The DOGE firings have been chaotic to say the least. Fire them; hire them. Perhaps they should have borrowed the model used during the Clinton administration called the Reinventing Government Initiative which led to a reduction of half a million federal workers and saved billions (snopes.com) by working across departments to first offer worker buyouts, then cut with a scalpel, not the now infamous chainsaw.
The number of migrant crossings at the US southern border has plummeted in the past 100 days to the lowest level in more than 25 years. Control of any country's borders is essential, but now the administration needs to facilitate a return of legal immigration, welcoming the people of good character our America needs to maintain economic prosperity -- and also to show that its actions are not an ongoing effort to restore some sort of racial purity, as we hear so often from the Republican fringe.
Turning to the environment, as part of Trump's "Drill, baby, drill" campaign mantra, he has signed executive actions slashing EPA regulations across the board including loosening regulations on dirty coal, stepping up development of nuclear power to appease piggish AI power demands, allowing logging in more than half of our national forests, mining on federal lands, and opening up commercial fishing in the Marine National Monument Pacific Ocean reserve.

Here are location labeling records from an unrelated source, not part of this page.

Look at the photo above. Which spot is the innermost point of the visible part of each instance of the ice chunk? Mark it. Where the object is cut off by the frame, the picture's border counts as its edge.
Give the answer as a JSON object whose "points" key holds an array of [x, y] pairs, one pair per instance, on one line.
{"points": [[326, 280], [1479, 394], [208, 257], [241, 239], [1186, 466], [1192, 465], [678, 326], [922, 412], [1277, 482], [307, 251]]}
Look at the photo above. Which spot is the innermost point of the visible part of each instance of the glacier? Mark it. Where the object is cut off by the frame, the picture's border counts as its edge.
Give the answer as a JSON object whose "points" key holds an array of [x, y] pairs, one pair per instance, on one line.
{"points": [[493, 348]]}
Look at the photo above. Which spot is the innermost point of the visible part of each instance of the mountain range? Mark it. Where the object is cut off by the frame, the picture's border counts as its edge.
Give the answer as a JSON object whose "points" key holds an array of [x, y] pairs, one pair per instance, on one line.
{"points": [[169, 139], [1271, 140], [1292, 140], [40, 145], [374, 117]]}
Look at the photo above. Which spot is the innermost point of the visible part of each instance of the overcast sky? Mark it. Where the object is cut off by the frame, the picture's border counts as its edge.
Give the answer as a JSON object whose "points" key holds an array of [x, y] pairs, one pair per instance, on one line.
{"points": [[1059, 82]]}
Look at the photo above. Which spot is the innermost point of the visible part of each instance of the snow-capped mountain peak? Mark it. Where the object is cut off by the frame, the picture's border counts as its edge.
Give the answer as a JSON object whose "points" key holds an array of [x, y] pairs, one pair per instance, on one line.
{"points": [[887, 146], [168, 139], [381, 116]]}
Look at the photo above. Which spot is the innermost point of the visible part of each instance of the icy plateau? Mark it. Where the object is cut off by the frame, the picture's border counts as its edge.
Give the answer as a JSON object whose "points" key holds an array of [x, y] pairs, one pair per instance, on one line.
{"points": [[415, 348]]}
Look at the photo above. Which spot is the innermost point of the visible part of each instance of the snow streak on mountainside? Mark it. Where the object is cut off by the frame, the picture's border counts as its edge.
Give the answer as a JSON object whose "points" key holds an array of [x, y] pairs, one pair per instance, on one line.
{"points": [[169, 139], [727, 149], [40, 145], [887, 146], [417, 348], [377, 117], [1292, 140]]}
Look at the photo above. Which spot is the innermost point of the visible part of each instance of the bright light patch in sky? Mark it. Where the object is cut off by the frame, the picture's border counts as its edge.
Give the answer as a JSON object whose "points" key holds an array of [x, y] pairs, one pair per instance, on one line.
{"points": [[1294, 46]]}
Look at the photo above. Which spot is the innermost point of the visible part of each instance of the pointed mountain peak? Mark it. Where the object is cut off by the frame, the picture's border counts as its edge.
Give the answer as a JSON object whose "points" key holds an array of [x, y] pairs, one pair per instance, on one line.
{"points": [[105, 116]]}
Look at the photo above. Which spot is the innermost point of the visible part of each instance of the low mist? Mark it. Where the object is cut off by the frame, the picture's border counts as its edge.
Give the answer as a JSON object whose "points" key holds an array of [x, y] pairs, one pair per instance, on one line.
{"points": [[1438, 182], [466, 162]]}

Perhaps not in Trump's lifetime, but after we've trashed the place someone is going to have to clean up the mess. And it's going to cost a LOT more to do it.

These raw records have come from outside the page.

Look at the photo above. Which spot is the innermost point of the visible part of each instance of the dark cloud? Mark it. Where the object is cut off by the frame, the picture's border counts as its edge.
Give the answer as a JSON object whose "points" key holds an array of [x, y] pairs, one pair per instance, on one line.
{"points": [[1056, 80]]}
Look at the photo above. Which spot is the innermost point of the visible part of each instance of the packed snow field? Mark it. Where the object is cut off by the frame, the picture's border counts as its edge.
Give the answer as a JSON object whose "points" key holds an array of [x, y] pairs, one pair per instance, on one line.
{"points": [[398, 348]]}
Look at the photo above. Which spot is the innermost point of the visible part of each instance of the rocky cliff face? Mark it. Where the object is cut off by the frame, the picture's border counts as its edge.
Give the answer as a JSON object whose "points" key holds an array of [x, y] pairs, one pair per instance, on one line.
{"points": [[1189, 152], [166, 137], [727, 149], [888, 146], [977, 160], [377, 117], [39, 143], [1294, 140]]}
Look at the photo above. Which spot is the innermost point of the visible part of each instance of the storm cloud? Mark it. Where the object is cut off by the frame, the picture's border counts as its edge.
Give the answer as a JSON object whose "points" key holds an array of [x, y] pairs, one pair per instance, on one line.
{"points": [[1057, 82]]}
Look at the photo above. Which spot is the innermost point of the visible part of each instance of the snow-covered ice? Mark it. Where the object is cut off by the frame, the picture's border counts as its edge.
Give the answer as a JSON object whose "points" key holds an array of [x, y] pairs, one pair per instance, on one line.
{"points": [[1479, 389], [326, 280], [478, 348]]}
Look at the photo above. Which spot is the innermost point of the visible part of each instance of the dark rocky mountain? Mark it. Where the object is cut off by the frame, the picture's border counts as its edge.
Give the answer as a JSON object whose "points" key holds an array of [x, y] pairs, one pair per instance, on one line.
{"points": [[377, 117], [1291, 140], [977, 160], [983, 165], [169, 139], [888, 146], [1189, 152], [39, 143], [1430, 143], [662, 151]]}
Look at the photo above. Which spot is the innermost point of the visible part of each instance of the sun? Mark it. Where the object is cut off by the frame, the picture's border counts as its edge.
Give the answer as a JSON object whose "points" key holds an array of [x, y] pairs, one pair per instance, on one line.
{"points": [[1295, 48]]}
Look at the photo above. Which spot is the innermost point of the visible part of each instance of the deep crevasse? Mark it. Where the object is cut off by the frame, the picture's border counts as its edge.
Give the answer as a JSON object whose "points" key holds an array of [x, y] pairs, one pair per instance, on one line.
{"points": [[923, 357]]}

And there's a whole lotta talkin' goin' on: talks with Iran over curtailing their nuclear program, talks with Russia and Ukraine, and talks with Israel and Hamas over the future of Gaza, all of which will hopefully bear fruit. At least they're talking.

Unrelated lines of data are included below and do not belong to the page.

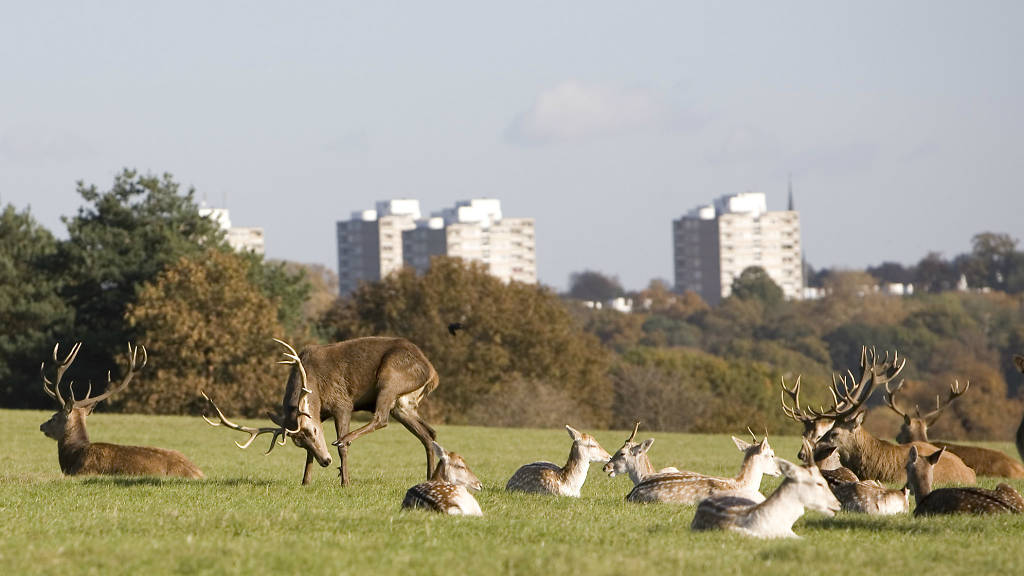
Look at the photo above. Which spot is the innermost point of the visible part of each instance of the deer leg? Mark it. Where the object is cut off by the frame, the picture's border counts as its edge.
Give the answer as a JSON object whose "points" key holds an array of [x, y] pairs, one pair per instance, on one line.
{"points": [[341, 427]]}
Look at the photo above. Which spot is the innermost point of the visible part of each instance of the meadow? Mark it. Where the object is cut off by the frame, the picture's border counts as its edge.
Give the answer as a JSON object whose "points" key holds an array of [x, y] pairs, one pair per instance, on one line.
{"points": [[251, 516]]}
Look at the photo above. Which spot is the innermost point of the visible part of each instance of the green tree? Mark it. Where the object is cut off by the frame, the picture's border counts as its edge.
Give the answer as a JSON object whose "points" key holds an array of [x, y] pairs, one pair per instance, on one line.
{"points": [[207, 326], [32, 313]]}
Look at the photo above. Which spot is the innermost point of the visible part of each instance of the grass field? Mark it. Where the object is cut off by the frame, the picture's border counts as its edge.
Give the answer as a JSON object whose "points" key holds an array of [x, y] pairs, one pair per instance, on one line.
{"points": [[250, 516]]}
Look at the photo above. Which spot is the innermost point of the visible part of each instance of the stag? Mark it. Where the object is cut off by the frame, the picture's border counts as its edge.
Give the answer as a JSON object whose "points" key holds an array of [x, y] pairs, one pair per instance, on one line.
{"points": [[80, 456], [382, 375], [984, 461]]}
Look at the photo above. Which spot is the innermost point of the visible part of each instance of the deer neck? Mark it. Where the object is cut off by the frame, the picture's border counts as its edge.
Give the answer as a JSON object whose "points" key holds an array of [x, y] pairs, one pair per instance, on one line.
{"points": [[574, 471]]}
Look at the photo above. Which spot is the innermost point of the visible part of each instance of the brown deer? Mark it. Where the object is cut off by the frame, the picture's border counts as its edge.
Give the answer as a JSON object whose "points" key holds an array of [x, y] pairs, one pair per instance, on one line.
{"points": [[632, 459], [984, 461], [690, 488], [449, 489], [920, 470], [382, 375], [773, 518], [546, 478], [80, 456], [870, 457]]}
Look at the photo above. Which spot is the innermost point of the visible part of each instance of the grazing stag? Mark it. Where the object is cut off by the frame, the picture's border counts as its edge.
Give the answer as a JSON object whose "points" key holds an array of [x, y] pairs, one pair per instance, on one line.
{"points": [[632, 458], [78, 455], [448, 491], [376, 374], [920, 470], [546, 478], [873, 371], [773, 518], [984, 461], [870, 457], [690, 488]]}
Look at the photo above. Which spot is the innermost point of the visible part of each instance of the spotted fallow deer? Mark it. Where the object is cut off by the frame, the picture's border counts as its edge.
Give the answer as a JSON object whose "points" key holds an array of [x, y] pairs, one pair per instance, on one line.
{"points": [[80, 456], [920, 470], [546, 478], [632, 459], [984, 460], [690, 488], [870, 457], [386, 376], [449, 490], [773, 518]]}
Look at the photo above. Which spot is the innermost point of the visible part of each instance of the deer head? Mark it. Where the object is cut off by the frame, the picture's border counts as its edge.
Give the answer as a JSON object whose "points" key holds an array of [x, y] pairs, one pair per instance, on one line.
{"points": [[914, 427], [73, 412]]}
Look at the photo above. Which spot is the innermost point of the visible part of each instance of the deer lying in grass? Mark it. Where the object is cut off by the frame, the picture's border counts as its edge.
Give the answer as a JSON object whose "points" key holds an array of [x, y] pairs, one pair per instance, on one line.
{"points": [[984, 461], [448, 491], [920, 470], [80, 456], [690, 488], [632, 458], [546, 478], [857, 496], [773, 518]]}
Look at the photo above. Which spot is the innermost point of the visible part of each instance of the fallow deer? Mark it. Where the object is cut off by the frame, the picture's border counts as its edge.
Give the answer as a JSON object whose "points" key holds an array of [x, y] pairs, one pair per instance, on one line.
{"points": [[920, 470], [80, 456], [546, 478], [376, 374], [632, 459], [870, 457], [984, 461], [449, 490], [773, 518], [690, 488]]}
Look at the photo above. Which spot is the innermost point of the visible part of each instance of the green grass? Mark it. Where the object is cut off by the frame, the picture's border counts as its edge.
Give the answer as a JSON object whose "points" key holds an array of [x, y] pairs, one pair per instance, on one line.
{"points": [[250, 516]]}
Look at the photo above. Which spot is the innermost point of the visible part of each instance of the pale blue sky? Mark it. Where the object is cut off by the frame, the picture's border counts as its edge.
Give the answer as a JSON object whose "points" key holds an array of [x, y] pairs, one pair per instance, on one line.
{"points": [[900, 122]]}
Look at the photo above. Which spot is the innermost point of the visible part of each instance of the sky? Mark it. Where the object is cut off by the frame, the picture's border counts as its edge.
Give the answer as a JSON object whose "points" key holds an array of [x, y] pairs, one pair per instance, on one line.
{"points": [[899, 123]]}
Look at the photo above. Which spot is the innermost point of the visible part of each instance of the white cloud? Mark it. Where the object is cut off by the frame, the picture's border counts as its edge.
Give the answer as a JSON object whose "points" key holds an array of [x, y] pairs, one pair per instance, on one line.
{"points": [[573, 111]]}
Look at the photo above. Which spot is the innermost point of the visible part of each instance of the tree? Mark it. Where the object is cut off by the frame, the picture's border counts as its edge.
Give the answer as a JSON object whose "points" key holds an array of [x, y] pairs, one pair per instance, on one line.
{"points": [[594, 286], [32, 313], [754, 283], [207, 326]]}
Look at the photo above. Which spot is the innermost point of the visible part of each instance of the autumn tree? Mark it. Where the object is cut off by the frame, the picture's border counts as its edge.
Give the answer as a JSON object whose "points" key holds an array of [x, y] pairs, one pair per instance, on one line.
{"points": [[207, 326]]}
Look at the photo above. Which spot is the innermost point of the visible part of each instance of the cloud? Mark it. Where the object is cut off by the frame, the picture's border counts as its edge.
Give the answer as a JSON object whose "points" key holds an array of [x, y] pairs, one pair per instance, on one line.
{"points": [[574, 111]]}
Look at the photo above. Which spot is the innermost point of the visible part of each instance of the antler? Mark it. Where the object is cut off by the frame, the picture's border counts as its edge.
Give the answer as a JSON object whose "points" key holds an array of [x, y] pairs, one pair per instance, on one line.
{"points": [[954, 393], [53, 389]]}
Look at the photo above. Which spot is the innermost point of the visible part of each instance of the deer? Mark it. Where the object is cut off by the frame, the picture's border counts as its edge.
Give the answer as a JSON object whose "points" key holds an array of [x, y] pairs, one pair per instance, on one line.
{"points": [[78, 455], [546, 478], [773, 518], [920, 471], [868, 456], [449, 490], [632, 459], [382, 375], [690, 488], [984, 461]]}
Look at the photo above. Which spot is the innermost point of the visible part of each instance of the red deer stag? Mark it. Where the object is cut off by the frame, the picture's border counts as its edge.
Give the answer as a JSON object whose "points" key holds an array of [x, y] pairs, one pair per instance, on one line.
{"points": [[80, 456], [984, 461], [871, 458], [377, 374]]}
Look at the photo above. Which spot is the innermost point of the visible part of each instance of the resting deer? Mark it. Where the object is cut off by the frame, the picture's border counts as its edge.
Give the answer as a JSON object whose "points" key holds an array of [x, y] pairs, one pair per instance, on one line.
{"points": [[690, 488], [80, 456], [448, 491], [920, 470], [869, 457], [546, 478], [632, 458], [773, 518], [377, 374], [984, 461]]}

But time is running out. Trump's own followers are turning on him and he knows it. A recent Associated Press-NORC Center for Public Affairs Research poll found that half of Republicans now believe Trump is not focusing on the right priorities. In an article titled "The ‘Never Surrender’ President Retreats," even the right-leaning Wall Street Journal noted, "The White House tempered its position on key issues this week, as polling suggests voters are souring on Trump’s steering of the economy." Consumer confidence has nose-dived from over 70% in January to 50% in April. Stock market investors have been on a roller coaster, hostile nations are making ever bolder moves to replace the dollar as the world's reserve currency, and the multi-trillion dollar bond market is flashing signs foreign investors may be losing interest in under-righting our debt.
Almost every one of the dramatic changes we've seen in the past 100 days brings into harsh light Trump's mercurial leadership style. Are these brilliant bargaining tactics, as he and his acolytes continually claim, or something we'll recognize a couple of years from now as the beginning of a disaster that was to come? The fact that Trump has rapidly reversed many of his own policies, not seemingly as a tactic but in response to public polls and emergency flares sent up by economists, suggests that he may be well over his skis. Add to that all the constant carping and whining and blaming of previous administrations for the kinds of problems every president faces; ones he said he could fix effortlessly -- like claiming he could end the war in Ukraine in 24 hours -- and it's easy to see why people are getting worried.
And that's perhaps the greatest single question we face one hundred days into this administration: Is he crazy or crazy like a fox?
Because if it's the former, heaven help us; a hard reign's gonna fall.